January may be over, but we’re sure you’re still seeing friends who are announcing their commitment to healthier lifestyles in order to achieve a body image that they are happier with – and good on them! Deciding to take that first step to modifying their lifestyles takes a whole lot of courage and discipline, so the least that you can do as a friend is to help them and not hamper them.
However, good intentions may not translate to beneficial actions. We may say something in the hopes of encouraging these friends, or which we think wouldn’t affect their progress, but in reality these may be the most detrimental of all.
Here, we hope to give you some inspiration on how to be the most supportive you can be for friends who are pushing themselves to become healthier. Check off this list and see how many you’ve done!
Do join them
If you already have a regular exercise routine, you could invite your friend to join you, or join them in the routines that they have devised for themselves. If your schedules don’t match up or either of you prefer to exercise alone, you could suggest starting on the same home-exercise plan with your friend and keeping each other updated about your respective progress.
If you don’t already have an exercise routine, then this might be a great time to start one. Your friend wouldn’t feel alone in his or her journey, and it’s likely that both of you will face the same struggles together, and be able to motivate each other to overcome those hurdles together.
Don’t police them
When a person is already struggling with the difficulties of changing their habits, it doesn’t help when they are constantly being nagged at or scolded by their friends at every little slip-up they make. It almost never motivates, and almost always discourages the person to the point of reverting back to their original lifestyle.
Furthermore, this sort of policing is detrimental to your friendship, as it could come across as condescending, or as if you are trying to show off. Your friend is a thinking adult with a mind of their own, and it is very likely that they already feel guilty at their slip-up without having to be reminded about and put down for it.
Do learn about their plan
If you spend a lot of time with said friend, it would be worthwhile to learn about the plans that they have made for themselves to change their lifestyles. This could help prevent ourselves from making mistakes that could set your friend back in their plans.
If your friend wants to stay away from carbohydrate-rich meals on certain days of the week, you could suggest carbohydrate-free meals or restaurants if you meet him or her on that day, and even join them in their choice of diet for that day. This could help a lot in keeping your friend on the path they have designed for themselves, rather than tempting them off it.

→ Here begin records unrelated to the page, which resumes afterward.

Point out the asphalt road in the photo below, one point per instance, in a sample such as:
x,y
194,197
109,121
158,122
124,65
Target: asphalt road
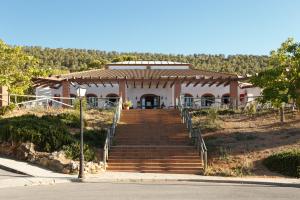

Don’t make it about yourself
You might be someone who has tried the same lifestyle modification plans as your friend – and perhaps you’ve done better, or have failed. Either way, don’t make this about yourself, or try to “compete” with your friend by showing that you can do better. We should understand that this is not a healthy mindset for both yourself and your friend.
You could share your past experiences if your friend asks about it, but always stay supportive instead of insisting or discouraging your friend from following the same path as you did. Everyone is different, so be open-minded no matter what methods he or she decides to employ.